For better or worse, Facebook has changed many lives in just 6 yearsby Elizabeth Dunbar, Minnesota Public Radio
St. Paul, Minn. — High school was a decade behind her, and Abbey Bryduck was no longer thinking about her old crush who played the drums in band. That is, until she saw his name pop up on Facebook.
Less than two years later, Abbey and Nick Bryduck live in Minneapolis. They are married and expecting a baby. Abbey had "friended" Nick on Facebook, and the two started chatting online one day when they were both on the site.
Abbey said she never would have seen him again without the social networking site.
"He kind of thinks it was fate. I think it was just that we were on Facebook at the same time," Bryduck said.
Facebook recently celebrated its sixth birthday, and now has more than 400 million active users worldwide. While it hasn't changed most people's lives the way it changed the Bryducks, there are many ways Facebook has altered the way people communicate and with whom they share information.
Like the Bryducks, several people who responded to MPR's Today's Question said Facebook helped them make connections with people from high school or other friends from the past.
Others pointed to specific examples where the site was used to disseminate key information, like when Ruth DeVore and her family found out through Facebook that their relatives in Chile were safe after the devastating earthquake last week.

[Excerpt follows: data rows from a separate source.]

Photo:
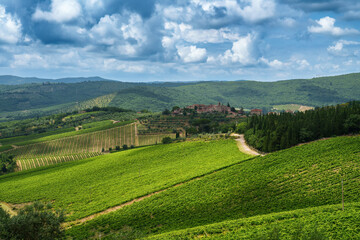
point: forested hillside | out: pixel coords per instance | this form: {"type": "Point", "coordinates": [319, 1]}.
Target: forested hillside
{"type": "Point", "coordinates": [19, 101]}
{"type": "Point", "coordinates": [274, 132]}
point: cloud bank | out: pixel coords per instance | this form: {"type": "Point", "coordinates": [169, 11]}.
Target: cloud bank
{"type": "Point", "coordinates": [179, 40]}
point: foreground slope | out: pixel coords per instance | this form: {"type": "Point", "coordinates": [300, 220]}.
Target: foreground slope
{"type": "Point", "coordinates": [324, 222]}
{"type": "Point", "coordinates": [88, 186]}
{"type": "Point", "coordinates": [301, 177]}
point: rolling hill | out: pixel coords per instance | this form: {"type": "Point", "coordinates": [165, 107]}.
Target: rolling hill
{"type": "Point", "coordinates": [18, 101]}
{"type": "Point", "coordinates": [302, 177]}
{"type": "Point", "coordinates": [88, 186]}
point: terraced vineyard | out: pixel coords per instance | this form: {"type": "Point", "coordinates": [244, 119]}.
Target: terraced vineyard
{"type": "Point", "coordinates": [297, 178]}
{"type": "Point", "coordinates": [82, 146]}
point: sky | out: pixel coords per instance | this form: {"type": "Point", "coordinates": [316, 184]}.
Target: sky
{"type": "Point", "coordinates": [179, 40]}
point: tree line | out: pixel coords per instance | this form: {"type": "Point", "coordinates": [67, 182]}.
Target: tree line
{"type": "Point", "coordinates": [279, 131]}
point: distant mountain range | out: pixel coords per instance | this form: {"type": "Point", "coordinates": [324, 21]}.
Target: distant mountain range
{"type": "Point", "coordinates": [15, 80]}
{"type": "Point", "coordinates": [69, 94]}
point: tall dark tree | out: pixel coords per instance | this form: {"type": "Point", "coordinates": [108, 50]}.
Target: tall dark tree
{"type": "Point", "coordinates": [34, 222]}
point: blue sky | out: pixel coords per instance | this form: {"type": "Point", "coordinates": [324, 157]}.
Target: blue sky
{"type": "Point", "coordinates": [173, 40]}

Damon Moss, who recently moved to Minneapolis and doesn't have many friends here yet, said it's been nice to be able to connect with friends online while he gets settled. But he said some of those connections can feel pretty weird.
Take last week, when Moss celebrated his birthday.
"I probably got 35 or 45 birthday wishes on Facebook," Moss said. "I'm looking at some of these people and thinking, 'I haven't seen you since I was 15 years old. ... You probably didn't know when my birthday was 15 or 20 years ago.'"
"It's kind of surreal to me," he said.
The other effect Facebook has for many people, including Moss, is realizing they don't have control over information that's published about themselves.
While out for dinner with friends one night, Moss' cell phone started buzzing like crazy. When he checked it, he realized a friend from high school was posting old photos of him.
"For every picture, I'm getting an e-mail," Moss said. "I felt like this whole thing is happening and I have no control over it!"
Sociologists and social media experts will probably continue debating for years about the effect Facebook has had on people's lives.
During a discussion Wednesday on MPR's Midmorning, media consultant Aram Sinnreich described Facebook as an "operating system for society."
"It allows people to do what they already had been doing with one another, but to do so on a broader scale," said Sinnreich, managing partner at Radar Research, a media and technology consulting firm.
One problem that arises frequently is that people end up with a wide range of types of Facebook friends -- acquaintances from both past and present, family members and co-workers -- and must decide what information to share.
Sinnreich, who gave an example of being friended by a student who at one point sent a status update about a night of heavy drinking, said people should think about looking the other way when they come across information they know isn't intended for their eyes.
"Because we have this multi-dimensional identity that is being crystallized within a single site that is Facebook, we have to learn how to view one side of someone's identity and ignore the other side," he said.
Hiawatha Bray, a technology reporter for the Boston Globe who also spoke on Midmorning, disagreed.
"I think they have to learn which bit of the world they want to share stuff with," he said. "The burden is on the people communicating."
Facebook has caught onto the issue and now lets users limit who is allowed to see certain information.
But Abbey Bryduck is thankful her husband chose to share certain information with his Facebook friends before they started dating.
"You can snoop on it. So I saw he was kind of seeing somebody, and then he wasn't, and you can kind of strike when the time is right," she said.